I was reading Dr Nagler's answer to this question here..https://www.tinnitustalk.com/threads/tinnitus-research.5189/#post-52018 and I disagree with the good docs conclusion or opinion that there will never be a cure for T.
My problem is with this statement.
'If you take someone with perfect hearing and place them in a silent environment they will start to experience Tinnitus!' so because of this statement they come to this conclusion.."So the existence of tinnitus is a normal physiological phenomenon." Which in turn leads Dr Nagler to the conclusion that there will never be a cure for T because it is a normal physiological phenomenon!

I disagree!

Excluding fleeting T which we all know that every person on our planet with good functioning ears experience's fleeting T and maybe even people without functioning ears as well! ( have not researched if this happens in the total deaf person or not).
Which for me at least is usually a high pitch ring with temporary deafness (or what seems to be deafness) in the ear that has the fleeting T, It usually only lasts for a few seconds before clearing up and leaving no trace that it ever happened, just the memory.

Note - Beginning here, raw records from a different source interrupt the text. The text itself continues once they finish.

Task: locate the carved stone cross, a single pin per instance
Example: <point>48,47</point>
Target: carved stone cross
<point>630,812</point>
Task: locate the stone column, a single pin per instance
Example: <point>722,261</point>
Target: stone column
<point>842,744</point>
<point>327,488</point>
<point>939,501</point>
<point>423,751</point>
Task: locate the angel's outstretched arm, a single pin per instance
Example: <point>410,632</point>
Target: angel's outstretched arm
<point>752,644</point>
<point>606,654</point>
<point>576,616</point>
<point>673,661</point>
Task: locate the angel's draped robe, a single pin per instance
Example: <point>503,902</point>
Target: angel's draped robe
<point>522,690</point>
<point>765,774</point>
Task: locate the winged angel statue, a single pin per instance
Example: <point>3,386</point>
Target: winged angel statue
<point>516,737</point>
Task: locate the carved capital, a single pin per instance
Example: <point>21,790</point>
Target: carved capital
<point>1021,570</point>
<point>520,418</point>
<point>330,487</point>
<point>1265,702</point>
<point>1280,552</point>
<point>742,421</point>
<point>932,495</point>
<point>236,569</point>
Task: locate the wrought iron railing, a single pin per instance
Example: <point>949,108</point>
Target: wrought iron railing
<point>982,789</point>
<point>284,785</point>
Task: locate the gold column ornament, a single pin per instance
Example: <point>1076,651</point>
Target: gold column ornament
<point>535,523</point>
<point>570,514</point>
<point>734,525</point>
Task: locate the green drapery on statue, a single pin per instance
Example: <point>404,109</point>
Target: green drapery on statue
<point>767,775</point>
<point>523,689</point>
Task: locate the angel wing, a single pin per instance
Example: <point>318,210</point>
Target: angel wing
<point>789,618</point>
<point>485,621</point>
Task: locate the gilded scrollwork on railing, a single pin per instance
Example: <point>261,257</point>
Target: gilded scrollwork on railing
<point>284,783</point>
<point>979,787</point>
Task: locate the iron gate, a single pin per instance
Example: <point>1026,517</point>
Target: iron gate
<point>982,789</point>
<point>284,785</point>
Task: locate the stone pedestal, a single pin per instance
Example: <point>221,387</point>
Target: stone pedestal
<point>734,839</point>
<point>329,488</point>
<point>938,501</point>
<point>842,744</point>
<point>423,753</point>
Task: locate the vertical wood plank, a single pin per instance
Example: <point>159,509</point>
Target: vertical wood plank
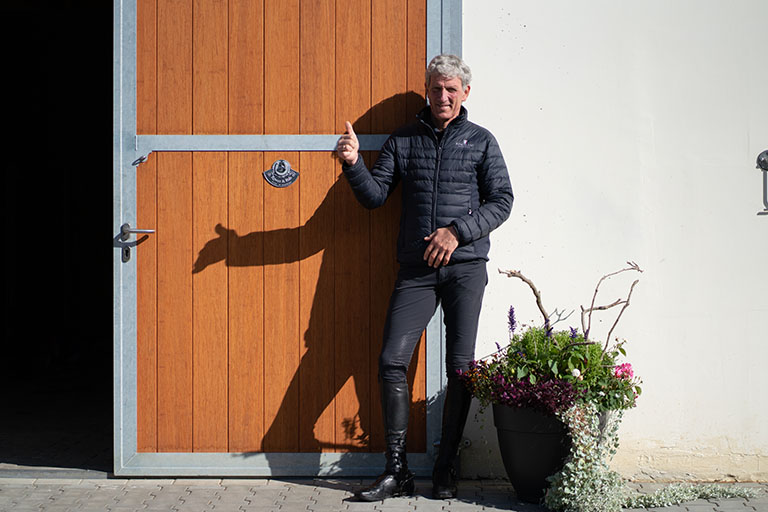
<point>146,215</point>
<point>210,66</point>
<point>388,83</point>
<point>174,295</point>
<point>210,305</point>
<point>246,302</point>
<point>246,67</point>
<point>316,311</point>
<point>174,67</point>
<point>175,252</point>
<point>246,241</point>
<point>316,115</point>
<point>417,50</point>
<point>281,66</point>
<point>352,238</point>
<point>210,294</point>
<point>282,339</point>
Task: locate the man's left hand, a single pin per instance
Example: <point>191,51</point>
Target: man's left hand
<point>442,243</point>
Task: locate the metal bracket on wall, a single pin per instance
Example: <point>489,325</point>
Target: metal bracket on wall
<point>146,144</point>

T is not a normal function, it is a reaction from your brain to a problem, the same way that pain is a reaction and as scans of the brain has shown the neurons are firing randomly, obviously from some form of trauma or damage to any part of the auditory system, whether it be from disease, loud noise's or some other underlying problem that can go undetected and be diagnosed as an "I don't know how or why you got T".
It may be a so called physiological phenomenon but to call it normal is plain wrong IMO.

The so called Tinnitus that people without T get in a quiet environment is not the T that you or I have got all the time, for one thing ours is louder and if I may hazard a guess is a different tone to THE SOUND OF SILENCE that these people who describe the noise say that they hear in a quiet environment.
I make this statement because I remember before I had T when I valued my silence, I would deliberately put myself into the most quiet situations I could because I loved the sound of silence and I remember it well and guess what? it was way different to what I'm experiencing now and I wonder how many of these people who describe a noise in a quiet environment are in the percentage of people with T who don't let it concern them so are not experiencing the sound of silence at all but actually have T and didn't know it!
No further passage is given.